Il grave Bug e i suoi pericoli

Secondo la loro analisi, chiunque controlli i server di WhatsApp potrebbe facilmente inserire nuove persone in un gruppo privato, anche senza il permesso dell'amministratore.

Si tratta di un semplice errore poiché l'amministratore di un gruppo può invitare nuovi membri senza utilizzare alcun meccanismo di autenticazione, dunque chiunque abbia accesso ai server può aggiungere qualcuno che avrà automaticamente accesso non solo ai messaggi futuri ma anche alle informazioni dei partecipanti.

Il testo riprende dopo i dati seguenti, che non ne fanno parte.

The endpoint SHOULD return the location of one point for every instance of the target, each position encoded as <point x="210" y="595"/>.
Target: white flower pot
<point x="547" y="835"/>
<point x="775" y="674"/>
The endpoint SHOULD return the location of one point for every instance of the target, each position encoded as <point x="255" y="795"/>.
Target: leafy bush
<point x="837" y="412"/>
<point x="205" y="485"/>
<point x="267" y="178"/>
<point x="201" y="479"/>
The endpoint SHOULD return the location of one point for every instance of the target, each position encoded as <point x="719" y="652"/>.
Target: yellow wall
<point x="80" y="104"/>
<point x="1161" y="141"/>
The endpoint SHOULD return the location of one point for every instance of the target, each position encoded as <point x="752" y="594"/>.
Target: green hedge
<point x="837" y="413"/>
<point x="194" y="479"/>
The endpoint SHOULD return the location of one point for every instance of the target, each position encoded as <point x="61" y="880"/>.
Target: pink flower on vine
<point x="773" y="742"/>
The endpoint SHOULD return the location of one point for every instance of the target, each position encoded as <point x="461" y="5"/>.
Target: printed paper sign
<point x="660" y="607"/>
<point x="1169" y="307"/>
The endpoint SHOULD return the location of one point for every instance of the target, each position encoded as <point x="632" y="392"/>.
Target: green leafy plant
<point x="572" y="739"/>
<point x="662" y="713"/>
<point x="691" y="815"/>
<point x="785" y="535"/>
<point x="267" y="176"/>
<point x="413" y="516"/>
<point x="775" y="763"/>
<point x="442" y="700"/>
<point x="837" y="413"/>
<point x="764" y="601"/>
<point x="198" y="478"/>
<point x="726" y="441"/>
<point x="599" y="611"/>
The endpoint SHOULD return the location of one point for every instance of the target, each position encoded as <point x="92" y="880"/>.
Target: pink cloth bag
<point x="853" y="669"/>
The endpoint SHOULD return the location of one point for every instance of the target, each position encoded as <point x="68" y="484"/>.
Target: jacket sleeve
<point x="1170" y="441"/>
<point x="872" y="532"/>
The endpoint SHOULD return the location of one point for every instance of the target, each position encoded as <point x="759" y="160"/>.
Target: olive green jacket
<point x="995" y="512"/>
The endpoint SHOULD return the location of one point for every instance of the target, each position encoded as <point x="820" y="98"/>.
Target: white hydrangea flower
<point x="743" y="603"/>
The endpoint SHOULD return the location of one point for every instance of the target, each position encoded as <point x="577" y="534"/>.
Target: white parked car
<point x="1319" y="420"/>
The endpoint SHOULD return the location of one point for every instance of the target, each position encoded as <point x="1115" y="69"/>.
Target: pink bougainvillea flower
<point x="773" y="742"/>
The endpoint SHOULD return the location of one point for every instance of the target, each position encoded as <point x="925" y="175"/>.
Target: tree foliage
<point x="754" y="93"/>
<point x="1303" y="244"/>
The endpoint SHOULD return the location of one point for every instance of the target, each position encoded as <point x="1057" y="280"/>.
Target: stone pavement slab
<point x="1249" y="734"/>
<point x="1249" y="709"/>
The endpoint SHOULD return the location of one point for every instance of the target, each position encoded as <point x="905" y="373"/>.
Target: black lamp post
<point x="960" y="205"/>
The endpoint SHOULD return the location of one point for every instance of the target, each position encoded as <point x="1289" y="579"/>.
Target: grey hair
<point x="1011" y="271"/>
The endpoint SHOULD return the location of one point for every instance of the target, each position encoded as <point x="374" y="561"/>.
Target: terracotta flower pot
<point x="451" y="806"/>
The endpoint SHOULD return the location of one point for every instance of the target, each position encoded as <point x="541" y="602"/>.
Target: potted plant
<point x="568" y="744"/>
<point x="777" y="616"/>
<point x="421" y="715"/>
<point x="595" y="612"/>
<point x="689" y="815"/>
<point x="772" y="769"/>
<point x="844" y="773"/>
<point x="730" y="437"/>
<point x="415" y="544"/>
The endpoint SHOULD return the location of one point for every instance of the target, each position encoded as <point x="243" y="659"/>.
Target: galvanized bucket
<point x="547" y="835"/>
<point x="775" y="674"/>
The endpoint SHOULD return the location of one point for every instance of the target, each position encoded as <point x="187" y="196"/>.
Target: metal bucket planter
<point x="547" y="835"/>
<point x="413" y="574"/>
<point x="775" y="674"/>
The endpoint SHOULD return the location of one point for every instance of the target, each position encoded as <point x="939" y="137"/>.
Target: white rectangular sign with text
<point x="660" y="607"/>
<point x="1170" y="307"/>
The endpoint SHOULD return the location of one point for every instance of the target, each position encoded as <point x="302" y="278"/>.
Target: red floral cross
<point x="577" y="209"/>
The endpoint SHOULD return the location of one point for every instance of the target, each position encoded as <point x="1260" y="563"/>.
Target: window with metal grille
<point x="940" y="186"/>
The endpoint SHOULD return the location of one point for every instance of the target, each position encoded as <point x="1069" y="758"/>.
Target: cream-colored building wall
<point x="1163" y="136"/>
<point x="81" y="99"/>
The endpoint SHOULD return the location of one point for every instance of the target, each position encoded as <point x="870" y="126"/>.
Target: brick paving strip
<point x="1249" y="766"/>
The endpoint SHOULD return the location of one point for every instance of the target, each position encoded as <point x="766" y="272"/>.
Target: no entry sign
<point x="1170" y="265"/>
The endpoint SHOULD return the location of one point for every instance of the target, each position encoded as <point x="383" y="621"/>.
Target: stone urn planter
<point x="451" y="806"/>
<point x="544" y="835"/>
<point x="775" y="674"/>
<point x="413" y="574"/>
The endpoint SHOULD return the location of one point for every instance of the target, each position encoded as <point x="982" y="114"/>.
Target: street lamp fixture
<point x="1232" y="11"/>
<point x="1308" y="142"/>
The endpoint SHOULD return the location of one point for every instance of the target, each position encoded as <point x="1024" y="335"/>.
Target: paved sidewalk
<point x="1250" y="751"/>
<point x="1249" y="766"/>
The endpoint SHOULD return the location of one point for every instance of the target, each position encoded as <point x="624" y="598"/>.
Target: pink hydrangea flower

Inoltre, solitamente l'aggiunta di un numero alla conversazione invia un messaggio all'intero gruppo, essendo questa l'unica misura di protezione, tuttavia i ricercatori avvertono anche che gli hacker potrebbero eliminare l'invio di questo messaggio di avviso nei gruppi. E in gruppi con più amministratori, il server dirottato potrebbe falsificare diversi messaggi per ogni amministratore, facendo apparire che un altro abbia invitato l'hacker, in modo che nessuno abbia generato un allarme.

Dopo aver diffuso questa informazione, WIRED ha intervistato i creatori di WhatsApp che hanno confermato i risultati dei ricercatori, ma hanno sottolineato che nessuno può aggiungere segretamente un nuovo membro a un gruppo.

La risposta di Whatsapp

Da parte loro, i ricercatori tedeschi hanno detto di aver avvisato WhatsApp del problema della sicurezza dei messaggi di gruppo lo scorso luglio, ma la risposta è stata che l'errore di invito del gruppo trovato era semplicemente "teorico" e non si è riscontrato nei test sugli errori gestito da Facebook, proprietario aziendale di WhatsApp, in cui i ricercatori di sicurezza ricevono i pagamenti per segnalare difetti nel software dell'azienda. Naturalmente, dato che il primo passo è controllare il server, questo tipo di attacchi sarebbe limitato agli hacker sofisticati e ai dipendenti di WhatsApp, ma anche ai governi che obbligano legalmente l'azienda a concedere loro l'accesso.